The best part about Asa’s music and her talent is how it never ages. It simply just matures as each album reinvents the singer while chasing a different route. And so far, there has been 3 albums, each throwing us a different route.
It’s a unique evolution, one which has proven to still provide the highest quality of music, while also purring at the listener, and dragging out their spirits and emotions to a different place at each turn.
The music came from a very unique place at an early age.
The Paris-born, Lagos, Nigeria-raised songwriter didn’t have the best social conditions growing up. She was a weird kid, lonely and stereotypical in her solitude. You know those children who would rather keep to themselves and dig within to find escape from reality in an imaginative activity. For me and many others, it was reading and writing.
But for Asa, it was music. It was her alternative world, one in which she could run to, express herself in the most vivid and colourful ways, while finding happiness and a deep sense of fulfilment in it.
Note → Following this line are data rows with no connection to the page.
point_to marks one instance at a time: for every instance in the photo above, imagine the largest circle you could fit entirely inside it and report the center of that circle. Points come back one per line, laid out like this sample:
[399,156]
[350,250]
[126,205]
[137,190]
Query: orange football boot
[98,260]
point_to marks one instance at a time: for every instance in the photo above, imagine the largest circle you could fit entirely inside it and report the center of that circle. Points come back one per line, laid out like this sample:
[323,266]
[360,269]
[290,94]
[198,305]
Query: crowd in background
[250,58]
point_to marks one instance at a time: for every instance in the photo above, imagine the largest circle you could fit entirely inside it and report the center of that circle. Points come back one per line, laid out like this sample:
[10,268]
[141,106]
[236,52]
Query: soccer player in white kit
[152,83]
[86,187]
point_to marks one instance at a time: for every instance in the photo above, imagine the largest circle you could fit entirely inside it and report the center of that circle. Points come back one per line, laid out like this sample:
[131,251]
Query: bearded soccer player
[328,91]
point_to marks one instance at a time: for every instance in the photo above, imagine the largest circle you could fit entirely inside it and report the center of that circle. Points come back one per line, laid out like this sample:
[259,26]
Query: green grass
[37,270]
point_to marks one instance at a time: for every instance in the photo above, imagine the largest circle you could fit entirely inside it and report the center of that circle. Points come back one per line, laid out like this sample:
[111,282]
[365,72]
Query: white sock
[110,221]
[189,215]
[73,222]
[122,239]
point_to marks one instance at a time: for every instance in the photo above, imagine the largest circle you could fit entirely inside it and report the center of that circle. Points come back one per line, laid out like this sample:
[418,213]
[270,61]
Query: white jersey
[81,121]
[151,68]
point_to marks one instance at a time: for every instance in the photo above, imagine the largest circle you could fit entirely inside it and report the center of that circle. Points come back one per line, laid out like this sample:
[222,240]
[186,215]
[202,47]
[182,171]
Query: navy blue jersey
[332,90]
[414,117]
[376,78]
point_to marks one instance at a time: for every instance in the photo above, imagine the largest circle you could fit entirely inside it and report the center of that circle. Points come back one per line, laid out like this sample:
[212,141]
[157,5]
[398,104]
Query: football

She sang her way through weekday choirs as real-practice, hugging her guitar with a sense of family. That guitar was both friend, family and work tool.
She eventually moved back to Paris, to chase the music professionally. And from the vitalizing and bubbling French culture of expressional, sensory and sensual music, she grew. This upwards motion led to the climax that her debut self-titled album became.
Released in 2007, “Asa”, the album was an instant hit. Everyone was hooked with the sultry singing, the skill in acoustic and live production, and the imagery, which always served the purpose of drawing people into her imaginary worlds.
Listening to Asa is not just an exercise in appreciation of music. It’s a journey to another world, where you are both the music and the listener. In that world, your senses are stimulated by the aural slush of the sounds, rhythm and soul. It’s uplifting. It is overpowering. A feeling like no other.
But not all is sensual. There’s a long throw to acknowledge and interact with the world around, as the politically-driven fire ‘Fire On The Mountain’, and the mundane ‘No one knows tomorrow’ shows.
Second album “Beautiful Imperfections” is a warm, immersive blend, with Asa's husky, lightly swinging vocals its focal point. She makes mellow pop about life and its troubles, while also showing strength in the hot Parisian jazz-influence. With songs like ‘Bimpe’, and ‘Be my man’.
“Bed Of Stone” album was more conceptual. Asa wrote most of the music in Nashville, bringing on more Jazzy and reggae undertones. It has her concentrating on a woman’s emotional and physical journey through life situations. She finds love, loses it, engages nostalgia, and tastes anguish. This is masterful.
In all of these projects, there is a constant that clearly makes it all come together: her music making process, which is helmed by her voice, a guitar, and the desire to excite the human mind. And although the concepts can evolve, the voice and genre are eternal, and have never changed.
Thank God for that. It’s the secret to her evolution.